Ça me révolte d’imaginer ces adolescentes à l’orée de leur vie d’adulte voir leur existence gâchée par des jeunes qui refusent d’admettre que la sexualité des femmes n’est ni honteuse, ni sale.
Ça me révolte d’imaginer leur détresse et leur solitude quasi-totale.
Malgré le flot de partages et d’insultes, quelques voix s’élèvent. Un jeune Strasbourgeois populaire sur Snapchat écrit : « Ça affiche des meufs mais ça affiche pas les gars qui forcent comme des suceurs pour avoir ces photos. »
Un soutien qui aide les adolescentes à supporter les sarcasmes et les sifflets dans les couloirs du lycée.
J’aimerais qu’on enseigne aux ados la sexualité positive, celle qui se base sur le consentement, le plaisir et le partage. Qui n’a rien de honteux, de dégradant, qui ne brise pas les réputations.
J’aimerais qu’on enseigne l’égalité femmes-hommes, en théorie comme en pratique.
Oui, les ados ont une sexualité.
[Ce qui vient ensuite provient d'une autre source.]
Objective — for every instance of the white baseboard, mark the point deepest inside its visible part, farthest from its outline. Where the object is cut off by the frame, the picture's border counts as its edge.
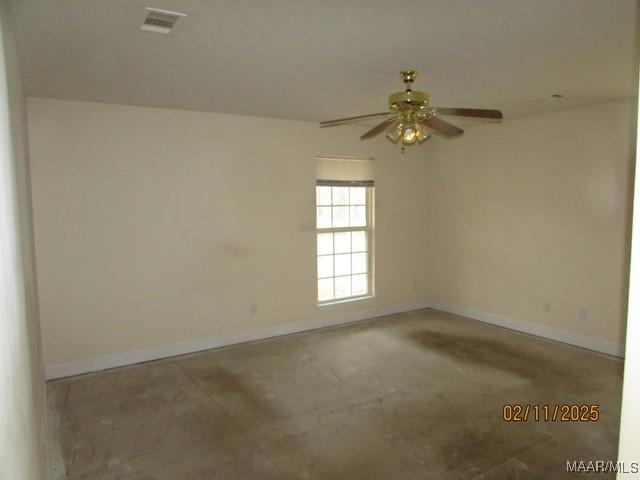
(537, 329)
(121, 359)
Et il est bon de leur parler prévention, santé, bien sûr, mais ça ne suffit pas — pas tant que les désirs et plaisirs peuvent se retourner contre des jeunes filles pour leur pourrir la vie.
Au-delà d’une sanction pour les coupables, ce que j’espère vraiment, c’est qu’un jour, la sexualité des femmes ne soit plus une arme pour leur faire du mal.